While her two grandchildren are now living with their fathers, Showan’s mission is to get Taitt a home with a ramp and facilities which would cater to disability.
Both she and Bourne explained that they had been calling and visiting the Welfare Department, the National Housing Corporation and the National Assistance Board in an effort to get help.
“The doctors at the hospital have told me to find somewhere for her to go because she was discharged and they need the bed for other patients,” Bourne said.
She said Taitt could no longer be accommodated at her home in the Pine because the bedrooms and bathroom were all upstairs and the house was scheduled to undergo repairs from next month.
Showan said while the Welfare Department had told her to find another home for Taitt and they would pay the rent she had been unsuccessful in finding suitable accommodation.
She recalled that one of her church members brought Taitt to her church after the Welfare Department stopped paying the rent in Kingsland.
“I walked from the Welfare Department to the NHC talking to this person and that person and that was when I realised there is no longer a provision for persons in crisis situations to get help from the social agencies in Barbados,” Showan said.
She added that she and other friends had to put together almost $2 000 to get Taitt accommodated at the house in the Pine.
“The Welfare Department told me that by February they would find a house for her. I haven’t heard back from them.”
Armed with a small hamper of goods which were given to her by staff at the General Post Office, Showan said she was still providing assistance for Taitt’s two grandchildren.
The pastor added: “She is a simple woman but very kind-hearted and loving.

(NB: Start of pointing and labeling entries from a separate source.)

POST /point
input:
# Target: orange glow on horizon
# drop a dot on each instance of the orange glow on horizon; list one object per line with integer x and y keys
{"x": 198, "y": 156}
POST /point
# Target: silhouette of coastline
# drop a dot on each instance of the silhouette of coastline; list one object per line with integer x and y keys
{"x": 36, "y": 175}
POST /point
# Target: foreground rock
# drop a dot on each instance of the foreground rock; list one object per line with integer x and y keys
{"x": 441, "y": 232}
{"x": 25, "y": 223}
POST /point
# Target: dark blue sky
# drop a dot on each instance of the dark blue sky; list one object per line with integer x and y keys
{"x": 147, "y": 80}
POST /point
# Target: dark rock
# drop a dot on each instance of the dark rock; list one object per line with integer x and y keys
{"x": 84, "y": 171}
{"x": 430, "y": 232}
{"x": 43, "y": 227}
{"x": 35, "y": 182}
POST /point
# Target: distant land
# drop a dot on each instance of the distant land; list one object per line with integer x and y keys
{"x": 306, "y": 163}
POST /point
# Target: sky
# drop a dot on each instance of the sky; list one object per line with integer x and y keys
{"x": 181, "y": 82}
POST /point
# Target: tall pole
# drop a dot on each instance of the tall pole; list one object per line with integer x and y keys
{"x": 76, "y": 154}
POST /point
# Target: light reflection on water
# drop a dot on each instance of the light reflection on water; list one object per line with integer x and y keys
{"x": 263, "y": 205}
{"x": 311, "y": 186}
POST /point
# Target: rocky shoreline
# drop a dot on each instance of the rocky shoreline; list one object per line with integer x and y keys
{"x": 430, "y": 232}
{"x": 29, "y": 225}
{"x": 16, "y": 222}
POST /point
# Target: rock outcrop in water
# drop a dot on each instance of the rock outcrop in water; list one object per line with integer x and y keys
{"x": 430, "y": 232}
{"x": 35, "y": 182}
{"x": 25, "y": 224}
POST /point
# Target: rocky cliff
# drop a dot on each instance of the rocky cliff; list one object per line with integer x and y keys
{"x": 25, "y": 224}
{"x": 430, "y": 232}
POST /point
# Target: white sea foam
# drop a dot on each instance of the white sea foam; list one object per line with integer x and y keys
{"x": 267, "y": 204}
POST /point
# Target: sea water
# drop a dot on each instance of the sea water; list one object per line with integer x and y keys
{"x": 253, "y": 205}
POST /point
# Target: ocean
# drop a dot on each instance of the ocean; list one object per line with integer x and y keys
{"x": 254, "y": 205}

We know that she can no longer care for her grandchildren because she will now need assistance for herself. The social agencies have to be in a position to help the most vulnerable in our society.”
Showan said she would be willing to pay the rent for Taitt if a home was found for her and she pleaded with Barbadians who had a rental house to contact her.
Speaking from her hospital bed, Taitt said she was trying to stay focused and not become depressed over her homeless situation.
However, she admitted that she was fearful of what would happen to her if the hospital insisted that she had to go.